Related to Figure 5
a. Barplot of feature importance scores calculated using recursive feature selection method for predicting gene expression levels, shows that 8 out of 10 features scored as important ranked by high to low. Pink indicates 1D features, while blue indicates 3D variables. Light blue color indicates the features that were not selected for model training. For further details see also Supplementary Table 6.
b. Spearman correlation values between each of the 10 variables considered for our 3D model with gene expression levels (left) and differential expression levels (right). For each feature the dots represent the minimum, mean and maximum correlation score from 4 tested cell lines (ESC, TSC, XEN and EPISC) (left) or from 6 differential analysis pairs (right). For further details see also Supplementary Table 6.
c. Area Under Curve (AUC) scores and Spearman Correlation scores generated for predicting classification of gene expression (top 10% high vs low expressing genes, left graph) and absolute levels (right graph) in ESC or TSC cells using each of our 3D-HiChAT, Promoter-1D and Linear-1D models across various distances from the TSS (5kb-100kb). Each dot represents the average score across all 20 chromosomes using the LOCO approach, while error bars show standard deviation. See also Extended Data Figure 5 for the rest of the cell lines and comparisons. For further details see also Supplementary Table 6.
d. Plots showing AUC and Sperman correlation scores for predicting classification of gene expression (top 10% high vs low expressing genes, left graph) and absolute levels (right graph) using 3D-HiChAT model (Trained in TSCs) in various lineages including mouse lineages: TSCs, ESCs, XEN, EpiSCs and MEFs42 and published data from human lineages: Naïve T cells, T-Helper 17 Cells (Th17), and T regulatory cells (Tregs)151,152.
e. Area Under Curve (AUC) scores and Spearman Correlation scores generated for predicting differential expression classification (top 10% up or downregulated, left) and fold change expression (right) between XEN and ESCs using each of 3D-HiChAT, Promoter-1D and Linear-1D models across various distances from the TSS (5kb-100kb). Each dot represents the average score across all 20 chromosomes using the LOCO approach, while error bars show standard deviation. For further details see also Supplementary Table 6.

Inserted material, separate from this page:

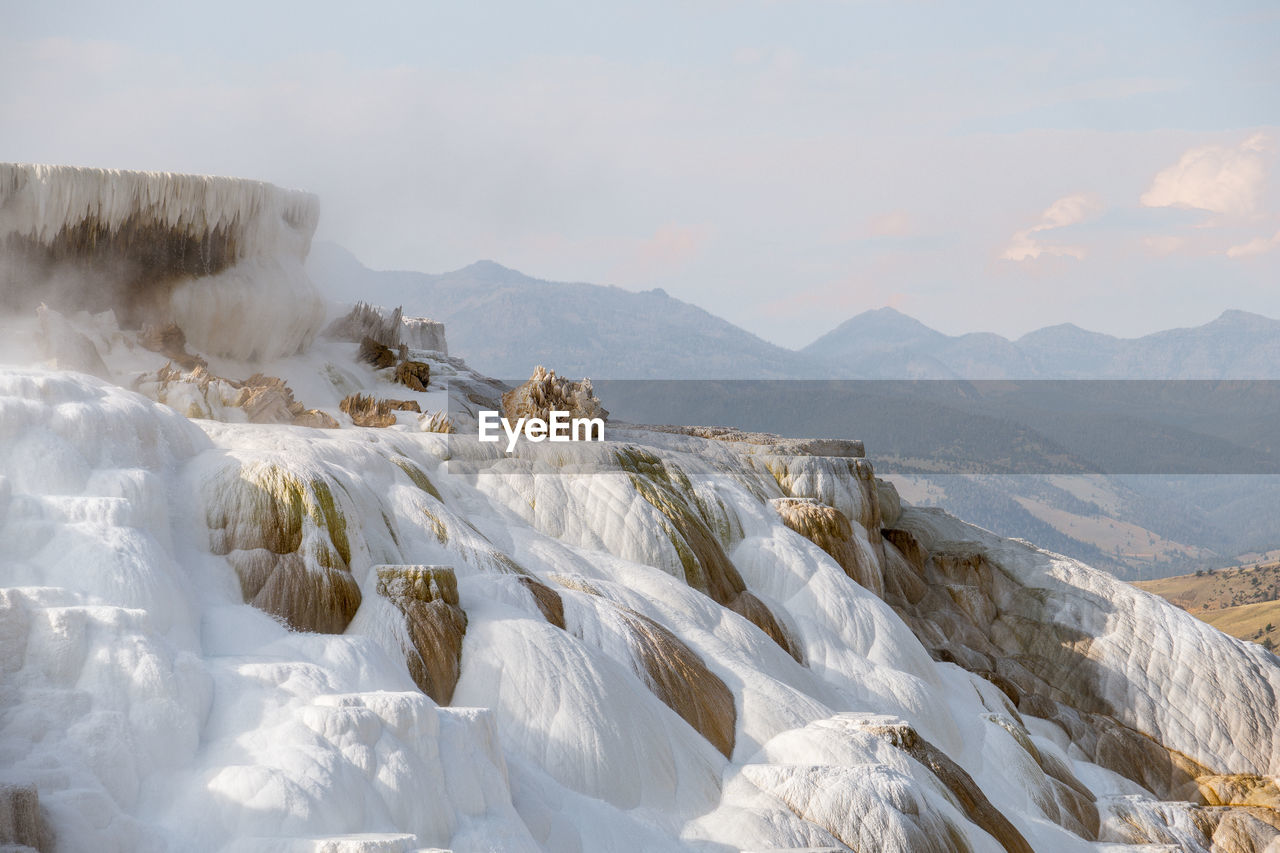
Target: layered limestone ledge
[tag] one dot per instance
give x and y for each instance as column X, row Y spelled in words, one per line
column 219, row 256
column 434, row 624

f. Ranked perturbation scores (%) as predicted by in silico perturbations of ~46K E-P pairs in ESC, ~46.7K in TSC and ~53.1K in XEN using the 3D-HiChAT model. The dotted horizontal lines indicate the selected cut-offs for impactful or not perturbations, defined as the points on the curves where the slope of the tangent is >1 (blue) or <−1 (red). The latter represent putative functional enhancer-promoter pairs, since in silico perturbation of the enahcers results in reduced predicted gene expression levels.
g. Scatterplot comparing for each anchor the predicted perturbation scores from our 3D-HiChAT model with the respective ABC scores. The R Spearman correlation value is shown on the top.
h. Boxplots showing that enhancers with high 3D-HiChAT-predicted perturbation scores and low ABC scores (red) are significantly more distal to their target genes (loop size) than those with concordant high scores in both models (blue) (left plot). Similarly, comparison of all enhancers/anchors with either high 3D-HiChAT predicted perturbation scores (perturbation <−10%, red) or high ABC scores (ABC>0.7), show that 3D-HiChAT predicts potentially functional enhancers at larger distances (right plot). n, indicates the number of anchors used for each comparison. Asterisk indicates significance, p-val<0.001
Note: all statistics are provided in Supplementary Table 9.